その瞳は優しく自愛に満ちていてはいたが、一抹の不安を掻き立てるような目だった。
清盛の表情に戸惑いつつ、真宙は目を逸らしもごもごと話す。
「だから。もう病気治ったって……」
「違う。
そういう意味じゃない」
真宙の言葉を、清盛はすぐに否定する。
「お前のことが好きなんだ。
だから、気になる。放っておけない」
「え――? 」
「好きだ。真宙」
不意に真宙は清盛に抱きしめられた。
その温もりに、真宙は思わず清盛の背中に腕を回して抱きしめたくなる衝動に駆られる。
「――っ!! 」
真宙ははっとして清盛の手から逃れる。
「俺、男だぜ?
お前、何考えてんだよ! 」
耳まで真っ赤になりながら、真宙は清盛と視線を合わせることなく声をあらわした。
「別にお前が男だろうと女だろうと関係ねーよ。
俺はお前が好きなんだ。
――真宙は俺のこと、嫌いか? 」
どきり。
真宙は困惑していた。
ここ最近、真宙は気になることがあった。
清盛のことを考えると、心臓がきゅっと締め付けられたり、触れたくなったり、抱きしめられたいとぼんやり考えることが多かったのだ。
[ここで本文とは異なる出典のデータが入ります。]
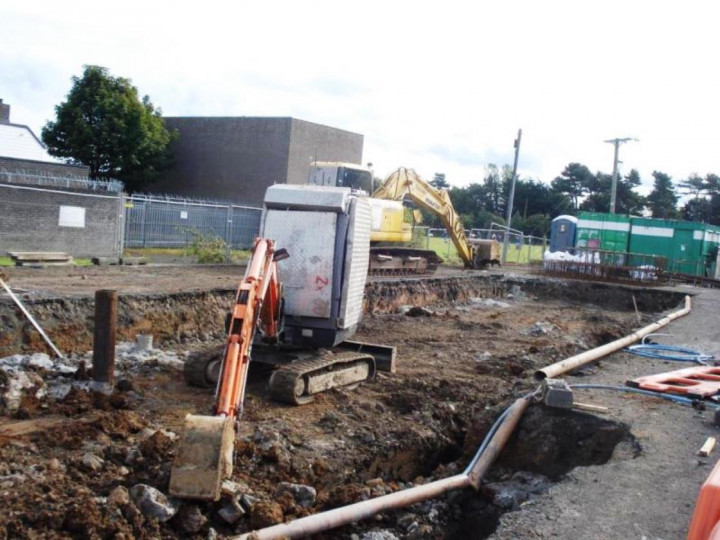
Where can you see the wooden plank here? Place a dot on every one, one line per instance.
(707, 447)
(590, 408)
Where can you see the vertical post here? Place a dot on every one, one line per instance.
(512, 196)
(228, 234)
(613, 189)
(104, 336)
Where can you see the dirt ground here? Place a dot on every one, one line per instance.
(70, 466)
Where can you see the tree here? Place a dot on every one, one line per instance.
(662, 198)
(104, 125)
(573, 182)
(627, 201)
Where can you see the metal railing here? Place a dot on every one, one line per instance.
(49, 180)
(611, 266)
(165, 221)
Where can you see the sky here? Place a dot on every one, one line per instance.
(442, 87)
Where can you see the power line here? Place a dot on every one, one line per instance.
(613, 189)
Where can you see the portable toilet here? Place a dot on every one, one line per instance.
(562, 233)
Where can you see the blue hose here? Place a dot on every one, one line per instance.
(655, 350)
(669, 397)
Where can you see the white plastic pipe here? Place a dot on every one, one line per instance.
(558, 368)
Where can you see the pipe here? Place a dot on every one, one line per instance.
(361, 510)
(558, 368)
(31, 319)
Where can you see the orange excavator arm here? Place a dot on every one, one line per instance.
(204, 455)
(257, 304)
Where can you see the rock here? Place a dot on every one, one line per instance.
(190, 518)
(488, 302)
(264, 514)
(231, 488)
(92, 462)
(153, 503)
(248, 501)
(304, 495)
(232, 511)
(55, 465)
(379, 535)
(419, 311)
(119, 496)
(39, 360)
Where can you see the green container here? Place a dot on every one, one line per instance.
(606, 232)
(686, 245)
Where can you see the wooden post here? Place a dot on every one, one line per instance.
(104, 336)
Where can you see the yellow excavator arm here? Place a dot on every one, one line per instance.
(407, 183)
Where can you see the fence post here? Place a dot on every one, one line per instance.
(228, 234)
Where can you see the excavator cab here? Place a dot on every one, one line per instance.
(317, 306)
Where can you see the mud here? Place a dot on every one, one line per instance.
(460, 365)
(179, 318)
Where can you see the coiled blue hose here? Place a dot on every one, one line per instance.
(669, 397)
(677, 354)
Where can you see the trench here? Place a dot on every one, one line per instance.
(199, 316)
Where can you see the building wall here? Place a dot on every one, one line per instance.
(237, 158)
(24, 171)
(30, 221)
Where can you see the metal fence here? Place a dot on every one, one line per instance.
(156, 221)
(52, 181)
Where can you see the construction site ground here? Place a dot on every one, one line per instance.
(70, 465)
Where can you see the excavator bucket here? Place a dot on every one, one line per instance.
(204, 458)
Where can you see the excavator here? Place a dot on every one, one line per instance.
(300, 324)
(389, 229)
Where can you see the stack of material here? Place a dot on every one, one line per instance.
(40, 258)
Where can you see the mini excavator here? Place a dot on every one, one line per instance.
(301, 325)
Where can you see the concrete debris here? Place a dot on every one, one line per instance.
(232, 511)
(488, 302)
(541, 328)
(153, 502)
(119, 496)
(190, 518)
(92, 462)
(248, 501)
(379, 535)
(233, 488)
(419, 311)
(304, 495)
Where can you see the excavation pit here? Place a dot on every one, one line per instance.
(458, 366)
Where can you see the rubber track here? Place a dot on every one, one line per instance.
(282, 382)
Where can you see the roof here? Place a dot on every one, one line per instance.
(19, 142)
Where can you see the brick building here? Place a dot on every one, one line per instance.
(237, 158)
(47, 205)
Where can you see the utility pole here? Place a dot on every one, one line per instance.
(512, 195)
(613, 189)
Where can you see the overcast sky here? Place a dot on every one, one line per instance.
(437, 86)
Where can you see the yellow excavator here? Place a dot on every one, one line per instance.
(389, 230)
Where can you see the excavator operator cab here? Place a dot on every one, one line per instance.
(338, 174)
その都度、「ありえねぇ! 」と否定はしていたのだが、事ある毎に清盛のことが頭から離れなくなっていた。
「き、嫌いじゃない……けど……」
「けど? 」
「……あの……考えさせて――」
真宙はうまくまとまらない頭をフル回転させた。
清盛のことは好きだ。
そう。真宙は気が付いた、が、真宙は混血種とはいえ宇宙人なのだ。
清盛は生粋の地球人で、宇宙人の存在なんて全く知らないだろう。
真宙は知られるのが怖いのだ。
正体を明かして、清盛がどんな態度を取るかも分からない。
もし嫌われてしまったら――そう思うと、真宙はますます不安になる。
幼い頃心に負ったあの傷がまたじくじくと痛んできた。
ぽたり。
気が付くと真宙は涙がこぼれる。
清盛はそれに気が付き、真宙の涙を拭いながら「俺はお前の答えが出るまで、待つから」と優しく言った。
(俺もお前のこと、好きだ――)
声にならない言葉が真宙の頭の中でループしていた。